Pour son entrée en lice au troisième tour préliminaire de la Ligue Europa, le Dinamo Moscou, quatrième de Russie la saison dernière, était confronté aux Israéliens de l’Ironi Kiryat Shmona. Les éliminatoires sont pourtant laborieux pour le Dinamo. Malgré une grosse domination, un manque de réalisme et une défense fragile valaient au Dinamo de concéder le nul à domicile (1-1). Ils réussissaient cependant à se qualifier en s’imposant sur la pelouse chypriote (2-1), les clubs israéliens ne pouvant évoluer dans leur pays à cause des troubles dans leur pays. Le Dinamo accédait ainsi aux barrages qu’il n’avait jamais franchis où il était opposé aux Chypriotes de l’Omonia Nicosie.

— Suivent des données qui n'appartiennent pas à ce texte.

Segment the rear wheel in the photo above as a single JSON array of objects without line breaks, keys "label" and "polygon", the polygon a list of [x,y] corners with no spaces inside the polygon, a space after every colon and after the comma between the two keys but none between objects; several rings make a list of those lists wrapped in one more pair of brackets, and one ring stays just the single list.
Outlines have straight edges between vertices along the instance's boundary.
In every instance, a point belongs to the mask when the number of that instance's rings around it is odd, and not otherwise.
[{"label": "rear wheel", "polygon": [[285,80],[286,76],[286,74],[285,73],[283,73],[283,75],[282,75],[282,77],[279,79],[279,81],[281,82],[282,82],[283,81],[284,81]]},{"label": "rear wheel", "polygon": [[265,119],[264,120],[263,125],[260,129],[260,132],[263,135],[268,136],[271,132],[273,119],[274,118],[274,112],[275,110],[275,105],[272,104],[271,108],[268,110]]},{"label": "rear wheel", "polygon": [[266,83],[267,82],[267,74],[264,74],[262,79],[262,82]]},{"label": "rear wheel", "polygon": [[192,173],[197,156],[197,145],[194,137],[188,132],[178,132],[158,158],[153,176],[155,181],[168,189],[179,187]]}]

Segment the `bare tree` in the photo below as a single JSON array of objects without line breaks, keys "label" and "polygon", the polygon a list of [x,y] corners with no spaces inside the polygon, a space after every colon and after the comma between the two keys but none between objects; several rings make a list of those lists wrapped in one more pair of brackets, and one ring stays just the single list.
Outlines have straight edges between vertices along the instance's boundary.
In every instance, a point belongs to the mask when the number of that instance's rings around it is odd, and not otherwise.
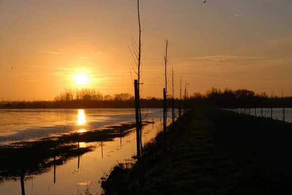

De nouveau, l’histoire commence à se répéter. Malgré une grosse domination, le Dinamo concédait le nul à domicile après avoir été mené deux fois et avoir perdu Kokorine sur expulsion (2-2). Au retour, malgré l’ouverture du score, l’élimination se dessinait avec l’égalisation adverse, mais à la dernière seconde, le défenseur Samba inscrivait le but de la qualification (2-1). Une véritable délivrance pour un club ambitieux qui avait déjà calé à ce stade en 2009-2010, puis en 2012-2013. Sans convaincre, le Dinamo obtenait sa qualification pour sa première Ligue Europa, mais était versé, tout comme le FK Krasnodar, dans le quatrième pot. Contrairement à leurs homologues de Krasnodar, les Moscovites obtenaient un tirage abordable à défaut d’être clément avec le PSV Eindhoven, le Panathinaïkos et l’Estoril Praia. Un sans-faute ! Cet unique mot est suffisant pour décrire cette expérience en poules. En effet, le Dinamo remportait tous ses matchs, d’abord sur la pelouse du Panathinaïkos (2-1), puis à domicile contre le PSV Eindhoven (1-0), avant le déplacement au Portugal (2-1), suivi de la réception de l’Estoril (1-0), précédant la réception du Panathinaïkos (2-1), et le tout achevé par une victoire aux Pays-Bas (1-0).
Le Dinamo copie ainsi le Zénit Saint-Pétersbourg qui avait réalisé un sans-faute en 2010-2011. Il a ainsi obtenu la première place, un statut de tête de série et de nombreux points UEFA. Les Moscovites dépassent ainsi au classement des équipes plus réputées telles qu’Everton ou Wolfsbourg. Pourtant, malgré ce sans-faute, le coefficient UEFA de la Russie sur la saison est insatisfaisant au vu des moyennes précédentes.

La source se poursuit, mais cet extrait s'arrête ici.